For extracting named entities from text, we turn to our good old friend `SpaCy`. We will now use a new example to see how we can extract named entities with `SpaCy`:

In [10]:
import spacy
from spacy import displacy
from collections import Counter
from pprint import pprint
import en_core_web_sm
nlp = en_core_web_sm.load()

doc = nlp("Since reporting began in 1924, the federal government reports a total of 25 people in six provinces have died of rabies in Canada.")
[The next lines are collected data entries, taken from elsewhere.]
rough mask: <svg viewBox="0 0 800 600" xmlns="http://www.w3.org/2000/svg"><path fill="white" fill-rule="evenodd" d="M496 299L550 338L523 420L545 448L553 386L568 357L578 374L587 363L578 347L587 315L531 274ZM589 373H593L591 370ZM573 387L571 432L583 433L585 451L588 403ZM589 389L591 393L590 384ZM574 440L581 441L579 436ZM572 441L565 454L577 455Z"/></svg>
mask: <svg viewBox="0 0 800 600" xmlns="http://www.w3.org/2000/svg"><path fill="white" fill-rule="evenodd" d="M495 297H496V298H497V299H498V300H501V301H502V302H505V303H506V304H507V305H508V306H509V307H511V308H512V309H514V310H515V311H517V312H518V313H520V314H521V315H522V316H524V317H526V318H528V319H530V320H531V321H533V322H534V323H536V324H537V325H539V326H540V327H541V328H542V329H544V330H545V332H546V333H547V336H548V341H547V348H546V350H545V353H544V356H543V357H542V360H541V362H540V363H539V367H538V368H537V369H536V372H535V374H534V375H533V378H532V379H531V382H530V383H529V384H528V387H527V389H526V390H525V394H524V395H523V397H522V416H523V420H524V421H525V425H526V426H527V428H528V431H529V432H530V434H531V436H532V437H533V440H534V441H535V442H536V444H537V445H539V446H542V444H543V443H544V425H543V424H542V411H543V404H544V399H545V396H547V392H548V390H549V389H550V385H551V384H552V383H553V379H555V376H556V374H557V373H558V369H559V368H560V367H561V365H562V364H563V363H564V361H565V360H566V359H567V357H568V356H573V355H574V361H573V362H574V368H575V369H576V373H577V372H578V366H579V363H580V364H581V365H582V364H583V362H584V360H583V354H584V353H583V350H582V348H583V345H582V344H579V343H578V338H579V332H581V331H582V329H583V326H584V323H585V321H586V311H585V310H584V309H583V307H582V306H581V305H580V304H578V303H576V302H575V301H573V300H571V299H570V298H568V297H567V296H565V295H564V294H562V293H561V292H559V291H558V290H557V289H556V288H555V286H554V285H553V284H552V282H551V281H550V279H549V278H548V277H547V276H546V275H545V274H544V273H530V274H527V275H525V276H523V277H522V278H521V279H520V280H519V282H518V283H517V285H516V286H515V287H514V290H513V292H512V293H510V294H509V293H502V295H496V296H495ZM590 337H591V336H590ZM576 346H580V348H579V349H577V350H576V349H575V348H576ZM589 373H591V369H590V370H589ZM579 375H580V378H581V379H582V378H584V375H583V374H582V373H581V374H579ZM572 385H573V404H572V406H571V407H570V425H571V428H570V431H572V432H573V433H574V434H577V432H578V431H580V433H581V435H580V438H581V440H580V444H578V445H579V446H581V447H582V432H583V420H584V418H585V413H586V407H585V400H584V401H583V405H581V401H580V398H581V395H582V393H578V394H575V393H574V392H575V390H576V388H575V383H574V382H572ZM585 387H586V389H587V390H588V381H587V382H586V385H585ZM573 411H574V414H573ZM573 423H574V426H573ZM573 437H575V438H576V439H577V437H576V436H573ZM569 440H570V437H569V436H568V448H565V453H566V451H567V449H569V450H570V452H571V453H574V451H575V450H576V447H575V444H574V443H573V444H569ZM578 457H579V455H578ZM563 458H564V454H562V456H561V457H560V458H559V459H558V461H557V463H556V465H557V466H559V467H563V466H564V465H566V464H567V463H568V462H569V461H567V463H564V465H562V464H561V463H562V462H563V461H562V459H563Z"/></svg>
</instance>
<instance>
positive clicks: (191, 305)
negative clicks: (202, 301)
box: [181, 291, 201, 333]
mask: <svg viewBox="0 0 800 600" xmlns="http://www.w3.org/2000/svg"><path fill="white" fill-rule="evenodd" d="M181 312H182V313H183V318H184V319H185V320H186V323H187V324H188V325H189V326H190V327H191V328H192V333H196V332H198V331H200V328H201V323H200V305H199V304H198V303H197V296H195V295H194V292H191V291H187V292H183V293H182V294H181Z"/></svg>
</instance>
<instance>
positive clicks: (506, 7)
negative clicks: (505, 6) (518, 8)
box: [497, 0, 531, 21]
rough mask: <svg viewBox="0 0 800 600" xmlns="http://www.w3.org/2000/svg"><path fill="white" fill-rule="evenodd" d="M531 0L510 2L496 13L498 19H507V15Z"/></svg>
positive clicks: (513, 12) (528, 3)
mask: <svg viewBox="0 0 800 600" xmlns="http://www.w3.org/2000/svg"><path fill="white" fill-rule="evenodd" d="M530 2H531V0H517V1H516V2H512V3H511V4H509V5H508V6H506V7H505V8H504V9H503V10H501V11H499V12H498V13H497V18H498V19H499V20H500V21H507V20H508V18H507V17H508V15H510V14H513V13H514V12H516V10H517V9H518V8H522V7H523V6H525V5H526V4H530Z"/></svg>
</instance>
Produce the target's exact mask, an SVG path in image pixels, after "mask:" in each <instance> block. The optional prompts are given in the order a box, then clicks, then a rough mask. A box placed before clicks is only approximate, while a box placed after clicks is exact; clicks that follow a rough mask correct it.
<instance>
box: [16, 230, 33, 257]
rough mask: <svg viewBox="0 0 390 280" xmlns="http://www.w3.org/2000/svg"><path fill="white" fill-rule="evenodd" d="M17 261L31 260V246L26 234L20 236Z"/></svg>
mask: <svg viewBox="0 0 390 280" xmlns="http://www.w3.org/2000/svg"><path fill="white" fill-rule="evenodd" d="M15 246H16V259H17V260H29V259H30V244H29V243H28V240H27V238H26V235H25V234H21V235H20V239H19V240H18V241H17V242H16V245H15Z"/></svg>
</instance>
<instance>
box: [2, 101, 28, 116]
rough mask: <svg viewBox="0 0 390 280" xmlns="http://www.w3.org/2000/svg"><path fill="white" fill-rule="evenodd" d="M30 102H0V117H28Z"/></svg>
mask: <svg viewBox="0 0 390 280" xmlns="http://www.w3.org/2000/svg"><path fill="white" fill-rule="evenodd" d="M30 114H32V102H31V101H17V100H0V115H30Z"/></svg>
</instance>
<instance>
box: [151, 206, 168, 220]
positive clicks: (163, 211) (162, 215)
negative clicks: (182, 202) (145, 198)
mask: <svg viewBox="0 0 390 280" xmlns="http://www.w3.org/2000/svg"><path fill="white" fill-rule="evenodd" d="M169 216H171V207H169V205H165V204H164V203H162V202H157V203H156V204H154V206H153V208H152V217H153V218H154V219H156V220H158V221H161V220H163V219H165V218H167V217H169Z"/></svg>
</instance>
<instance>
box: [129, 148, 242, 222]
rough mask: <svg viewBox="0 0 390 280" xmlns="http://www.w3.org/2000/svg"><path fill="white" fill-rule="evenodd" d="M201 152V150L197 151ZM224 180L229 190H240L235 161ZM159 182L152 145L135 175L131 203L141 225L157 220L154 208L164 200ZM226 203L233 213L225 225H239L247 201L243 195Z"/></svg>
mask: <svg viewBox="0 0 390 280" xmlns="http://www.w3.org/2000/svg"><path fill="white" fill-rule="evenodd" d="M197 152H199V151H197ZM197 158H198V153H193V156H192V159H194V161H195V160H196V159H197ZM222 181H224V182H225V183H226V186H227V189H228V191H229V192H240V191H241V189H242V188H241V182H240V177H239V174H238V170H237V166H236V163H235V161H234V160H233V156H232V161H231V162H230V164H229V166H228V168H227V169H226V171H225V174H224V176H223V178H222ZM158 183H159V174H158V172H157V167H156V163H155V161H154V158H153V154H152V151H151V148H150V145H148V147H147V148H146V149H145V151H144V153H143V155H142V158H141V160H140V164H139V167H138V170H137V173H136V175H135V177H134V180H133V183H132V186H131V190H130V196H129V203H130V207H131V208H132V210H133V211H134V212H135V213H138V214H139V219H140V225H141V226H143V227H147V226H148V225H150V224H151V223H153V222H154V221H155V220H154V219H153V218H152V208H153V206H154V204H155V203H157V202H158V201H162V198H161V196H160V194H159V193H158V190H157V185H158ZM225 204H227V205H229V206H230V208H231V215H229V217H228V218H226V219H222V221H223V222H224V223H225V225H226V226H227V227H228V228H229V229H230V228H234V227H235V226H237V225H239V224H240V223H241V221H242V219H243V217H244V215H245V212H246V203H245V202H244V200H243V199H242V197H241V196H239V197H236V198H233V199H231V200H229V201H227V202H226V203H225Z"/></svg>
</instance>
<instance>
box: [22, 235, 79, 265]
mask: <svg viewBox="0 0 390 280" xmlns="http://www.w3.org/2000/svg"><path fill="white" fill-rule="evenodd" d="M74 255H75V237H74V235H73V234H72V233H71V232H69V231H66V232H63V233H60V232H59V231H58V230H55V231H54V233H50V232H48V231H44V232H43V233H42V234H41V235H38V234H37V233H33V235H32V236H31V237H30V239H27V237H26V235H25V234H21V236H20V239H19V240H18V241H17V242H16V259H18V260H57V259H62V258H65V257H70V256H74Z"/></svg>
pprint([(X.text, X.label_) for X in doc.ents])

[('1924', 'DATE'), ('25', 'CARDINAL'), ('six', 'CARDINAL'), ('Canada', 'GPE')]
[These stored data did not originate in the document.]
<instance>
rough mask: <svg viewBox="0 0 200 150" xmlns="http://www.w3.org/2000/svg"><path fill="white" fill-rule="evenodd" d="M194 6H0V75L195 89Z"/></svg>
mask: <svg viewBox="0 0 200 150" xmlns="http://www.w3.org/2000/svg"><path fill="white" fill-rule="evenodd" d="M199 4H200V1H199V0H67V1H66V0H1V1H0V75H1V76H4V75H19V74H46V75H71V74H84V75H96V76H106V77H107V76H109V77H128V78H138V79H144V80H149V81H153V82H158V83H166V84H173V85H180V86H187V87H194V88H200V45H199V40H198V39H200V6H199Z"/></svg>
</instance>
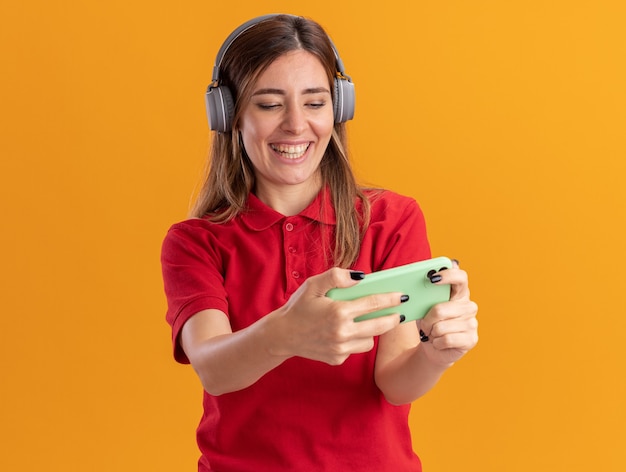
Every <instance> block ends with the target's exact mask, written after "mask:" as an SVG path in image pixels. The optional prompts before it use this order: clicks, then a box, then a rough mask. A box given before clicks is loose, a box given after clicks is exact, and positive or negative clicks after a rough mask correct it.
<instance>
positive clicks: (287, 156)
mask: <svg viewBox="0 0 626 472" xmlns="http://www.w3.org/2000/svg"><path fill="white" fill-rule="evenodd" d="M272 149H273V150H274V151H276V152H279V153H280V154H282V155H283V157H286V158H287V159H297V158H299V157H302V156H303V155H304V153H305V152H306V150H307V149H309V143H307V144H297V145H295V146H288V145H286V144H272Z"/></svg>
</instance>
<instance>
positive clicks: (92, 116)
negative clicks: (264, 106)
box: [0, 0, 626, 472]
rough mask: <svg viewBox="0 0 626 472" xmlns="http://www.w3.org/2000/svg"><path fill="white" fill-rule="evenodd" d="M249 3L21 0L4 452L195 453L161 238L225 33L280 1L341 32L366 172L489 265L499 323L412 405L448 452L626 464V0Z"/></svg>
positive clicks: (2, 233) (205, 123) (13, 77)
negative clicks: (355, 103) (57, 0)
mask: <svg viewBox="0 0 626 472" xmlns="http://www.w3.org/2000/svg"><path fill="white" fill-rule="evenodd" d="M259 3H263V6H262V7H260V6H259ZM233 5H234V4H232V3H224V4H220V3H217V4H216V3H215V2H206V1H197V0H190V1H185V2H169V1H167V2H166V1H162V0H151V1H149V2H148V1H142V0H140V1H135V2H128V1H120V0H108V1H100V0H90V1H86V0H85V1H82V2H81V1H73V2H70V1H63V0H61V1H58V2H45V1H41V0H39V1H30V2H28V1H26V2H17V1H14V0H12V1H4V2H2V4H1V5H0V48H2V49H1V51H0V54H1V56H0V60H1V66H0V67H1V73H0V80H1V87H0V100H1V103H0V106H1V118H0V120H1V121H0V132H1V133H2V138H1V139H0V155H1V161H0V179H1V181H0V202H1V205H2V208H1V211H2V232H1V235H0V238H1V243H2V244H1V247H2V254H1V257H2V262H1V266H2V271H1V277H2V279H1V285H0V287H1V290H2V302H3V310H2V311H3V314H2V319H3V323H2V342H0V359H1V361H0V362H1V363H2V366H1V369H2V370H1V372H2V381H1V387H0V428H1V434H2V438H1V440H0V470H7V471H30V470H59V471H73V470H90V471H111V470H116V471H125V470H128V471H131V470H132V471H136V470H149V471H170V470H177V471H185V470H187V471H191V470H194V469H195V464H196V460H197V450H196V446H195V439H194V430H195V425H196V423H197V420H198V418H199V414H200V401H201V391H200V386H199V383H198V382H197V380H196V379H195V376H194V374H193V372H192V370H191V368H189V367H183V366H179V365H177V364H175V363H174V361H173V360H172V358H171V354H170V346H169V339H168V338H169V330H168V327H167V326H166V324H165V321H164V312H165V299H164V296H163V294H162V286H161V276H160V265H159V251H160V244H161V240H162V238H163V236H164V234H165V231H166V230H167V228H168V227H169V225H170V224H171V223H173V222H175V221H177V220H180V219H182V218H184V217H185V215H186V211H187V208H188V206H189V200H190V197H191V195H192V193H193V191H194V188H195V187H196V185H197V182H198V177H199V174H200V171H201V169H202V166H203V162H204V158H205V155H206V152H207V149H208V130H207V124H206V119H205V111H204V103H203V93H204V90H205V87H206V85H207V83H208V81H209V79H210V75H211V68H212V65H213V60H214V58H215V54H216V51H217V49H218V48H219V46H220V44H221V42H222V41H223V39H224V38H225V37H226V36H227V35H228V34H229V33H230V32H231V30H232V29H234V28H235V27H236V26H237V25H239V24H240V23H242V22H243V21H245V20H247V19H249V18H251V17H253V16H257V15H260V14H264V13H268V12H279V11H286V12H291V13H299V14H303V15H305V16H310V17H312V18H315V19H316V20H318V21H319V22H320V23H322V25H323V26H325V27H326V28H327V30H328V31H329V32H330V34H331V36H332V37H333V39H334V41H335V43H336V44H337V46H338V49H339V51H340V52H341V55H342V58H343V60H344V63H345V65H346V69H347V72H348V73H349V74H350V75H351V76H352V78H353V80H354V82H355V84H356V90H357V112H356V113H357V114H356V119H355V121H353V122H352V123H350V125H349V131H350V134H351V138H352V141H351V142H352V145H351V147H352V153H353V157H354V159H355V167H356V169H357V171H358V175H359V176H360V178H361V179H362V180H363V181H365V182H370V183H375V184H378V185H380V186H384V187H388V188H392V189H394V190H396V191H398V192H401V193H405V194H409V195H412V196H414V197H415V198H417V200H418V201H419V202H420V203H421V204H422V207H423V209H424V211H425V213H426V216H427V221H428V224H429V231H430V237H431V240H432V245H433V249H434V252H435V254H437V255H442V254H445V255H449V256H452V257H456V258H458V259H460V260H461V263H462V266H463V267H465V268H466V269H467V270H468V271H469V272H470V276H471V282H472V289H473V294H474V298H475V299H476V301H477V302H478V303H479V305H480V321H481V328H480V333H481V341H480V343H479V346H478V347H477V348H476V349H475V350H474V351H472V352H471V353H470V354H469V355H468V356H467V357H466V358H465V359H463V360H462V361H461V362H459V363H458V365H457V366H455V368H454V369H453V370H451V371H450V372H449V373H448V374H446V376H445V377H444V379H443V380H442V381H441V383H440V384H439V385H438V386H437V387H436V388H435V390H434V391H433V392H431V393H430V394H429V395H427V396H426V397H425V398H423V399H422V400H419V401H417V402H416V404H415V406H414V411H413V414H412V417H411V426H412V429H413V431H414V436H415V446H416V449H417V451H418V452H419V454H420V456H421V457H422V459H423V462H424V464H425V470H427V471H428V472H449V471H460V470H463V471H481V472H484V471H498V472H499V471H511V472H514V471H527V470H533V471H555V470H567V471H587V470H602V471H605V472H607V471H615V472H617V471H623V470H626V453H625V447H624V446H626V408H625V399H626V380H625V379H626V375H625V374H626V372H625V371H626V368H625V367H624V359H625V358H626V342H624V333H626V321H625V320H626V310H625V309H624V295H623V294H624V288H623V285H624V282H623V279H621V280H620V276H621V275H622V268H623V267H624V266H626V260H625V259H626V258H625V255H626V251H625V250H624V246H623V245H624V239H625V238H624V216H625V209H626V186H625V185H624V183H623V180H624V178H625V177H626V164H625V160H626V144H625V143H626V140H625V139H624V134H625V131H626V87H625V85H626V66H625V64H626V62H625V60H624V59H625V58H626V34H625V33H624V24H625V22H626V7H625V6H624V5H625V4H624V2H621V1H612V2H611V1H603V0H595V1H576V0H574V1H564V0H556V1H551V2H545V1H540V0H530V1H519V0H514V1H511V2H502V1H477V2H464V1H460V0H455V1H451V2H408V1H401V0H390V1H386V2H384V3H383V4H382V5H383V6H381V5H380V4H379V3H378V2H372V1H367V0H358V1H357V0H354V1H343V2H335V1H333V2H331V1H329V0H320V1H318V2H314V3H308V4H300V5H301V6H300V7H298V8H295V7H294V6H293V5H295V4H294V3H293V2H288V1H271V0H268V1H264V2H257V1H252V0H248V1H241V2H238V3H237V7H236V9H235V8H233ZM235 10H236V11H235ZM355 440H358V437H355Z"/></svg>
We see here the named entities with their specific types, given to us by `SpaCy`. As per the docs, the types from the output are described as followed:

|Type  |Description                           |
|:-----|--------------------------------------|
|`DATE`|Absolute or relative dates or periods.|
|`CARDINAL`|Numerals that do not fall under another type.|
|`GPE`| Countries, cities, states. |

> See the full list [here](https://spacy.io/api/annotation)


If we now choose to focus on *tokens* instead of entities, we can do the following:

In [11]:
pprint([(X, X.ent_iob_, X.ent_type_) for X in doc])

[(Since, 'O', ''),
 (reporting, 'O', ''),
 (began, 'O', ''),
 (in, 'O', ''),
 (1924, 'B', 'DATE'),
 (,, 'O', ''),
 (the, 'O', ''),
 (federal, 'O', ''),
 (government, 'O', ''),
 (reports, 'O', ''),
 (a, 'O', ''),
 (total, 'O', ''),
 (of, 'O', ''),
 (25, 'B', 'CARDINAL'),
 (people, 'O', ''),
 (in, 'O', ''),
 (six, 'B', 'CARDINAL'),
 (provinces, 'O', ''),
 (have, 'O', ''),
 (died, 'O', ''),
 (of, 'O', ''),
 (rabies, 'O', ''),
 (in, 'O', ''),
 (Canada, 'B', 'GPE'),
 (., 'O', '')]


We can see here that `IOB` tagging is provided, and types are provided only to named entities. As a better example if we pick a sentence where certain entities contain multiple words we can see the distinction between tokens and entities:

In [12]:
doc = nlp("Donald Trump is the president of the United States of America.")
print("ENTITIES:\n")

pprint([(X.text, X.label_) for X in doc.ents])

print("\nTOKENS:\n")

pprint([(X, X.ent_iob_, X.ent_type_) for X in doc])

ENTITIES:

[('Donald Trump', 'PERSON'), ('the United States of America', 'GPE')]

TOKENS:

[(Donald, 'B', 'PERSON'),
 (Trump, 'I', 'PERSON'),
 (is, 'O', ''),
 (the, 'O', ''),
 (president, 'O', ''),
 (of, 'O', ''),
 (the, 'B', 'GPE'),
 (United, 'I', 'GPE'),
 (States, 'I', 'GPE'),
 (of, 'I', 'GPE'),
 (America, 'I', 'GPE'),
 (., 'O', '')]


In conclusion, named entity recognition is really cool and we should definitely use it (with `SpaCy` over `nltk`) in some form in our final product. I hope you enjoyed reading this notebook!